La poésie de Mandin s’inscrit dans un ciel orageux.
Pas de romantisme, pas d’illusions mais le déchirement d’un couple face à l’épreuve du temps. Ainsi peuvent être lues les psalmodies passant tour à tour de l’amour fasciné par l’attrait du corps « ton corps est un poème réincarné
puzzle des mots de toutes tes beautés » à la solitude face au silence de la rupture ainsi qu’à la nouvelle identité de la femme moderne « qui asperge l’Homme de Querelles ».
Le quotidien est au rendez-vous et le couple se dispute dans des haines fréquentes.

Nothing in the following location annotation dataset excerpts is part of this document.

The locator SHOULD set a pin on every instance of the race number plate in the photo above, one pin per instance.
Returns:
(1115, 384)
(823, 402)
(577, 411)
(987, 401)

Leur relation semble sans issue « ta tendresse mon impasse est devenue », ils se déchirent « dans des combats sans avenir », l’ambivalence rend leurs rapports complexes « j’aime en toi tout ce que je déteste ». Il n’est pas question de pardon.
C’est le point de vue de l’homme à travers la plume du Poète qui est mis en valeur et cet homme souffre d’abandon « La lumière me fait hurler de Douleur. Mon corps meurtri par tes abandons la lumière froide et céladon… » La mélancolie cède la place à la solitude, le combat à la lassitude puis la souffrance se fait révolte « je ne peux pas mourir dans l’absence de ton corps ». Le voile est levé sur l’histoire du couple :
« Le seul meurtre en notre histoire c’est celui de mon ombre que tu n’as jamais aimée ».
Changement de décor, pas de place au rêve, le narrateur déchire le rideau !
Il projette au grand jour : « une Jeune Fille sans amant fit l’amour avec sa virginité dans le cristal d’une rivière océanique… » et le Fils-Poète naquit
« couvert d’euglènes, fripé de rimes, les beaux yeux parfumés d’algies ».
Par quelle magie parviendra-t-il à retrouver les origines d’une humanité ?
La Jeune Femme délivre la Jeune Fille de la Mort et redonne à l’âme toute sa dimension poétique. Mais « l’amour est un puzzle que l’on ne peut finir » et l’apparition féminine s’évanouit, immortalisée dans la mémoire de l’auteur.
Mandin nous offre avec talent cette aventure poétique, bouleversante, dérangeante, où la vie et la mort se côtoient ; une odyssée dans la mémoire du Couple.